Текст книги "Потревоженные тени"
Автор книги: Сергей Терпигорев
сообщить о нарушении
Текущая страница: 21 (всего у книги 47 страниц)
Время между тем шло, начиналась уж зеленая весна; от снега и первой весенней грязи не осталось нигде и помину. Молодая трава зеленой щеточкой начинала пробивать сквозь старую, сухую, желто-серую, прошлогоднюю. Отец как-то был в поле на пахоте и привез оттуда желтые первые весенние цветы. В саду мы сами, в куртинах, между сухой прошлогодней травой нашли новенькую, густую, свежую зелень – кусточки маленьких круглых листиков и с ними синенькие цветочки. Почки на деревьях – тополе, березе, черемухе – надулись, стали крупные, скоро будут листья: на смородине, крыжовнике они уж показались, маленькие, зубчатые.
Мы ходили на огород, и самым любимым нашим делом в это время бывало смотреть сквозь запотелые стекла в парниках на цветущие под рамами огурцы, на широкие листья салата, на веселую зелень редиски.
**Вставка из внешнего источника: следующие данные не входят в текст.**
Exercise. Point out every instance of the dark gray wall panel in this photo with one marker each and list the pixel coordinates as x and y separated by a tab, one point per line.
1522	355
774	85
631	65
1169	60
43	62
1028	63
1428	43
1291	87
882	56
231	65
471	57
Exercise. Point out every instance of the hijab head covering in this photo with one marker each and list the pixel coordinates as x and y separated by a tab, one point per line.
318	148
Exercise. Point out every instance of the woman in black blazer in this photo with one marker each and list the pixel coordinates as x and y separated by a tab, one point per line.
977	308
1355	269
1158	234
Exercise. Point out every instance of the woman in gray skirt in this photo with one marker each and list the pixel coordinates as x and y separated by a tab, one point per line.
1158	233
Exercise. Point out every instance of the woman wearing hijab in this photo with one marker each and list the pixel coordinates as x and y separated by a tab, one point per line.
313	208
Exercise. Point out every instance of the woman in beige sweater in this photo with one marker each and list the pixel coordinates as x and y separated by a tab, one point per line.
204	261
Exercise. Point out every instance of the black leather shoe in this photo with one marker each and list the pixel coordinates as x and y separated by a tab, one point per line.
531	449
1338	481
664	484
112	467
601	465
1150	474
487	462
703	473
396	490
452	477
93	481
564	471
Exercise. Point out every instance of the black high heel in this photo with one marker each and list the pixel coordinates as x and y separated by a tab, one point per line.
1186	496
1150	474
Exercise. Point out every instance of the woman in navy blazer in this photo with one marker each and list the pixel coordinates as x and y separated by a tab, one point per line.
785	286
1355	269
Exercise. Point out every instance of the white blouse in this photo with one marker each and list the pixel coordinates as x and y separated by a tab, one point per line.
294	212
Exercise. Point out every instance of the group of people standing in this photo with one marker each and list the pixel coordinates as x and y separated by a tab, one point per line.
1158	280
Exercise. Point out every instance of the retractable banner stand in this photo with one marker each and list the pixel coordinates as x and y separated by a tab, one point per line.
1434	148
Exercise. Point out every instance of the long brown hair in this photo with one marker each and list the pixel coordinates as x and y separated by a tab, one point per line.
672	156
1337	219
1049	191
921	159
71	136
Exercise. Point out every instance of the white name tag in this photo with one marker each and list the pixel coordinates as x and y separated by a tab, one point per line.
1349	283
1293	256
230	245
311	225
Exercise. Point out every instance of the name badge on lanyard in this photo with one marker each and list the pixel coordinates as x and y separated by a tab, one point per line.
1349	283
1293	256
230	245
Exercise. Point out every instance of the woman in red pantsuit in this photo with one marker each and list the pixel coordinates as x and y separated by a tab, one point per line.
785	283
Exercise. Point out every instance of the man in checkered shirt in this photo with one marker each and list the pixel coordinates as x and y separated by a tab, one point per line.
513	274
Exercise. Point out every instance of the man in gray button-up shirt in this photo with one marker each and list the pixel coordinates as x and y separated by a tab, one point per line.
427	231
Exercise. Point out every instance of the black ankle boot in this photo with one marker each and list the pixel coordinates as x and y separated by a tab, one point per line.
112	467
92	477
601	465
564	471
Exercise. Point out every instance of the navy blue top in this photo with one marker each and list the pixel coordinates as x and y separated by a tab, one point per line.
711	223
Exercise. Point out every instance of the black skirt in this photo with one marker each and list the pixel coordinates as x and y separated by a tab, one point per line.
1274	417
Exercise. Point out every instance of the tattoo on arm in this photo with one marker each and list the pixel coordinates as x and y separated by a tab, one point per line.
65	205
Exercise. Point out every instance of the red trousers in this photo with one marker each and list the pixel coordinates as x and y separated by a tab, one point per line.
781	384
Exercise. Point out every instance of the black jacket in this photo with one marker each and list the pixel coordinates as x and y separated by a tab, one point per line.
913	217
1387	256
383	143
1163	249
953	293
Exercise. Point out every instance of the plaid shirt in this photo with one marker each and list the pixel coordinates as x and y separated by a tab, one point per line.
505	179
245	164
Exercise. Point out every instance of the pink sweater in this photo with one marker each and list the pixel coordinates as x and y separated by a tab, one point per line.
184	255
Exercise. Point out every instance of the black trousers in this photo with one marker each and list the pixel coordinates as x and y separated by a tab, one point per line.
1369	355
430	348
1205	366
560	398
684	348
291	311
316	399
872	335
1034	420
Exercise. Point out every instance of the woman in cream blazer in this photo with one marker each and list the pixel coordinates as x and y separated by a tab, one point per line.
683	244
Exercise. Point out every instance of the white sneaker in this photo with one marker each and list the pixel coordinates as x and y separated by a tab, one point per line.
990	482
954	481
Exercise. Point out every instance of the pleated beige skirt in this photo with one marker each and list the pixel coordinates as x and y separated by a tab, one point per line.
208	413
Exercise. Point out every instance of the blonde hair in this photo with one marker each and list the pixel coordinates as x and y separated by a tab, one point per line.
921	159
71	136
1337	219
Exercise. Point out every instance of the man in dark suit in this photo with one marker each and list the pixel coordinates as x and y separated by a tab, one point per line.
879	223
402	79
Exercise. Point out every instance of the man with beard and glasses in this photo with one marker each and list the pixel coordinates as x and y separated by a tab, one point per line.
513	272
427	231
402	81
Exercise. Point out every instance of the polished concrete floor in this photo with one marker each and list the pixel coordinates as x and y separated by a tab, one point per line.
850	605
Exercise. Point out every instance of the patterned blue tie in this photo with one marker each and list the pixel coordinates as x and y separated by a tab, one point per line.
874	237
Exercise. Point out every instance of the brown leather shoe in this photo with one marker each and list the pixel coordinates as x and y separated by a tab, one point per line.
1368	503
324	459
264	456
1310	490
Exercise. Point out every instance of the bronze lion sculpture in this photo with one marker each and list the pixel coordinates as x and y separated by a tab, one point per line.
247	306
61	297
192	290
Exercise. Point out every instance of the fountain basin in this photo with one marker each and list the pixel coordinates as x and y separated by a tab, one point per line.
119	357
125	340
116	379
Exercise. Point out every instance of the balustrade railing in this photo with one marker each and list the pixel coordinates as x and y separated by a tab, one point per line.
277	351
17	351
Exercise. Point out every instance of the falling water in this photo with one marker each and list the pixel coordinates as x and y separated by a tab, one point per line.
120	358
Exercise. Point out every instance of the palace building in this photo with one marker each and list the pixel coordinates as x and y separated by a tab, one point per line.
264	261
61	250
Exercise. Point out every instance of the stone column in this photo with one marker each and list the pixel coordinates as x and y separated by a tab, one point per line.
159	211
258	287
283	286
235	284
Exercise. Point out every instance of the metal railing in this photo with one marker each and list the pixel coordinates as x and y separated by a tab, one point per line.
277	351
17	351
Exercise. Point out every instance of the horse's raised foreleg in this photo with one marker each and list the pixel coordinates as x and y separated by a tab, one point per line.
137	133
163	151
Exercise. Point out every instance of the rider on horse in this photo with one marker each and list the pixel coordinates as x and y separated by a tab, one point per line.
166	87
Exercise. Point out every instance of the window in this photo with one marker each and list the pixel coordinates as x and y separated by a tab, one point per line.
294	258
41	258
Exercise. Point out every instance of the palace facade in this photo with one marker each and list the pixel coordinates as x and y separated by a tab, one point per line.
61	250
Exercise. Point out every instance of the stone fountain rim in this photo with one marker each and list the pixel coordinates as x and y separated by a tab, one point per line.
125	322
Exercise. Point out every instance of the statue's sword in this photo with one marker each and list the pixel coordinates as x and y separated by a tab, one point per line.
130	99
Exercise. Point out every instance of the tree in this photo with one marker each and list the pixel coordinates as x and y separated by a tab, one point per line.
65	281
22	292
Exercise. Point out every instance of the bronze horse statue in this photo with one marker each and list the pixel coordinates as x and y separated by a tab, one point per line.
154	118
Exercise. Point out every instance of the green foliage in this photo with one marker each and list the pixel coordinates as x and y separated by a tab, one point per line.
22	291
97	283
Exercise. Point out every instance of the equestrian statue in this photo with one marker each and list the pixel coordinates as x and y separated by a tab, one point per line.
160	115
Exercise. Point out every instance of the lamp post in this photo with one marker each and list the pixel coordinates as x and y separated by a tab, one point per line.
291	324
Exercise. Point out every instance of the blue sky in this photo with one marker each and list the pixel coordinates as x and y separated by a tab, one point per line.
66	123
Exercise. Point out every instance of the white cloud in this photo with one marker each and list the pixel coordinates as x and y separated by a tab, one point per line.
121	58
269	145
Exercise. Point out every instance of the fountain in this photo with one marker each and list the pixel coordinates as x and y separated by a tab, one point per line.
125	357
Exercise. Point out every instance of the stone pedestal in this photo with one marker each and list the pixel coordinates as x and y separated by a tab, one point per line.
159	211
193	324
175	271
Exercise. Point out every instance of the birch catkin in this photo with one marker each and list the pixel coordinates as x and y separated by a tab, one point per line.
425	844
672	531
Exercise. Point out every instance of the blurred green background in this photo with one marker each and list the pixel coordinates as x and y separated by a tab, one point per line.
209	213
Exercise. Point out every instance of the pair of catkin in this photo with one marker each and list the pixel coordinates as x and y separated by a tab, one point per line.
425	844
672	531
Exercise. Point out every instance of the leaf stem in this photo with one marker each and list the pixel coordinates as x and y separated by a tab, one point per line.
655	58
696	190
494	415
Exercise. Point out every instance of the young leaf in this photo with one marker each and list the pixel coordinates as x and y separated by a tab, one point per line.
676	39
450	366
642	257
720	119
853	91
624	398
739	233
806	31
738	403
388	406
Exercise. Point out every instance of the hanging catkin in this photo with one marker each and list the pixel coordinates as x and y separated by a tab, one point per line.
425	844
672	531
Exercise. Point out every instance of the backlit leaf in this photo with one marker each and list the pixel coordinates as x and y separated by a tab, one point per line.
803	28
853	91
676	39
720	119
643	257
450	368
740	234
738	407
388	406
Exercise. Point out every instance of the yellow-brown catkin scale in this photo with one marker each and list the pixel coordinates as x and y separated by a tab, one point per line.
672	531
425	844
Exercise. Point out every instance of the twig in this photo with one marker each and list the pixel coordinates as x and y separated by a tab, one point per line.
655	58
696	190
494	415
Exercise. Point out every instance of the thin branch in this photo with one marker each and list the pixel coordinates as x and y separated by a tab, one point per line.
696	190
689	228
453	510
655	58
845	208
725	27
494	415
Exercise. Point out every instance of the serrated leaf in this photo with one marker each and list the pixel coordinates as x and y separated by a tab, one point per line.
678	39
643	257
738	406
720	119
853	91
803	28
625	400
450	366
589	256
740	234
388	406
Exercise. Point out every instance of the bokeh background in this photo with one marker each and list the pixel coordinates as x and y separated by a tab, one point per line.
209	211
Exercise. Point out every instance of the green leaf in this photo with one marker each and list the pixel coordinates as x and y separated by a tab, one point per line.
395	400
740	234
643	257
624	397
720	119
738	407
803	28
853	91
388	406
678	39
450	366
Садовник Михей – вот тот, о котором я говорил, – нам открывал всегда парники, поднимал одну или две рамы, подпирал, их зубчатыми подпорками, и мы сами срывали себе огурцы и выдергивали редиску. Иногда, отпуская нас гулять в сад, матушка сама нам давала поручение сходить на огород и оттуда принести к обеду свежих огурцов, редиски и салату. Анне Карловне огород тоже нравился, она в нем и летом гораздо охотнее проводила время, чем в саду, в тени наших липовых, березовых и кленовых аллей, и потому мы каждый день и почти все время весной, когда гуляли, были там, на огороде.
Садовник Михей имел при себе двух помощников, учеников, как он их называл, которые вместе с ним работали и на огороде и в саду. Все они летом, с самой весны, жили в большом плетеном шалаше, где у них было все устроено – кровати, скамейки, лежали толстые обрубки, на которых тоже можно было сидеть, если поставить их стоймя; тут же лежали скребки, лопаты и всякая прочая утварь. Этот шалаш меня всегда интересовал: я находил в нем большое сходство с шалашом Робинзона по картинкам: у меня в детстве было большое воображение, как и у всех детей.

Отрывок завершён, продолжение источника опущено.